As I step into the backroom, I can hear the birds chirping in the garden, It would be nice to know which birds are making which noise; maybe later, now I have more time on my hands I could get a book from the library and find out just which birds visit the garden. I think you can get a tape that lists all the birdsongs, maybe that would be better.
As I take to the stairs, I am reminded of the creak the third step always makes followed by the seventh and tenth. Over the years I have thought how easy it would be to fix it, to hammer a nail in. I look at the nail-file in my hand; I’d forgotten I was still gripping it so tight. If I had a hammer I would fix those stairs right now. I would really hammer those nails in so the stairs never made another sound ever again.
Instead I’ll put it off for another time, for now I’m just really enjoying the near silence of the house as it talks back to me. The bathroom has its own way as much as the rest of the rooms in the house. Here it’s the dripping tap, it’s been like that for as long as I can remember. There is a big yellow stain where the water has dripped over the years. Makes you think what is really in the water that would cause such a stain.

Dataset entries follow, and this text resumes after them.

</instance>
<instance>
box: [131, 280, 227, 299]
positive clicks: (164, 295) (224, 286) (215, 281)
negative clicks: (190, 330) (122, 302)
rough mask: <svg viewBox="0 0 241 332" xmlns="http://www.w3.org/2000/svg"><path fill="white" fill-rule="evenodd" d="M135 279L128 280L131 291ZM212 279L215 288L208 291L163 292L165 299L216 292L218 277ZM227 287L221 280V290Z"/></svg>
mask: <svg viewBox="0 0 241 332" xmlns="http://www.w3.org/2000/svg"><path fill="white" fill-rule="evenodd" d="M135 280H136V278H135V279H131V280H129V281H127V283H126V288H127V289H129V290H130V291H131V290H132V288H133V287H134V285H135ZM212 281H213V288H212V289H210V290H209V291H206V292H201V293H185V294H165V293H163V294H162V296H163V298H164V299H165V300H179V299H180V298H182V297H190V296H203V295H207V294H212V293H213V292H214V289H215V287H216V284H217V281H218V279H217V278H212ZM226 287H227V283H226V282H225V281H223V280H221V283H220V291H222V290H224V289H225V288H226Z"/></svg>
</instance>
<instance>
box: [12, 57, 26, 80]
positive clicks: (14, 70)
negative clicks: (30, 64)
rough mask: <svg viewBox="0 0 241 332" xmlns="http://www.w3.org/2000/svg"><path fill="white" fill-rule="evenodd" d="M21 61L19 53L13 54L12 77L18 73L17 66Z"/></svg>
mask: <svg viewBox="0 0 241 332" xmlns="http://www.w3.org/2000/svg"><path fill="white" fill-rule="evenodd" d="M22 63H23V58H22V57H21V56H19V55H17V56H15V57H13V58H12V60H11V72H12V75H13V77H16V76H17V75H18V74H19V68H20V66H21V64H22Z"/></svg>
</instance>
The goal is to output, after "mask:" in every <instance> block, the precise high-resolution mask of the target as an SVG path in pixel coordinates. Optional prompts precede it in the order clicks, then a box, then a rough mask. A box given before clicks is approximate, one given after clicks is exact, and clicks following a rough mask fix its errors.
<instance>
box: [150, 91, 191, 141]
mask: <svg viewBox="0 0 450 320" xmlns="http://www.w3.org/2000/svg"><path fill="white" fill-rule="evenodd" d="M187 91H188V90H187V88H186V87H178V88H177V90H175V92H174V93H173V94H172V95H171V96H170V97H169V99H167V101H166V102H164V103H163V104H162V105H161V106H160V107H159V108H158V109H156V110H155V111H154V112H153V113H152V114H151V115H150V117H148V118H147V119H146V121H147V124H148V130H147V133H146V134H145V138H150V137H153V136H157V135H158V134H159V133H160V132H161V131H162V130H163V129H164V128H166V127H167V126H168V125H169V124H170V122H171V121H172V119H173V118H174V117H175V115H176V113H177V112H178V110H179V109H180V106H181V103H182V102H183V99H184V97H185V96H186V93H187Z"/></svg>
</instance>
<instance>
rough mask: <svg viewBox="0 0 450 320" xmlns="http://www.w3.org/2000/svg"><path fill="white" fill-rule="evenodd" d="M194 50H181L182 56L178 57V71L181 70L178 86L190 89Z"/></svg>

The back bedroom looks over the gardens. Our garden faces another garden at the back. In all this time I have never met my neighbour. There have been times I’ve seen her pottering about when I’ve been up here, but she has never looked up. I have often made up stories in my head about who she is. Sometimes she’s married with a handsome husband and five beautiful children, on other occasions I see her as a spinster, having never met the love of her life, always dreaming of the one; and then I think that she’s trapped as I had been for so many years. On those days I shudder.
As I walk into the front bedroom, I smile at the sunlight as it streams through the windows. I have never liked this bedroom but today it feels so much nicer, quieter. In here the only sound I can hear is my breathing which is so much calmer now. I look onto the bed and see what I had to do to make the house a better, quieter place. I walk over to the side of the bedside cabinet, with one eye on the bed just in case, I carefully place the nail-file into the drawer, sit on the edge of the bed and pick up the phone.
“Hello, I would like to talk to the police.”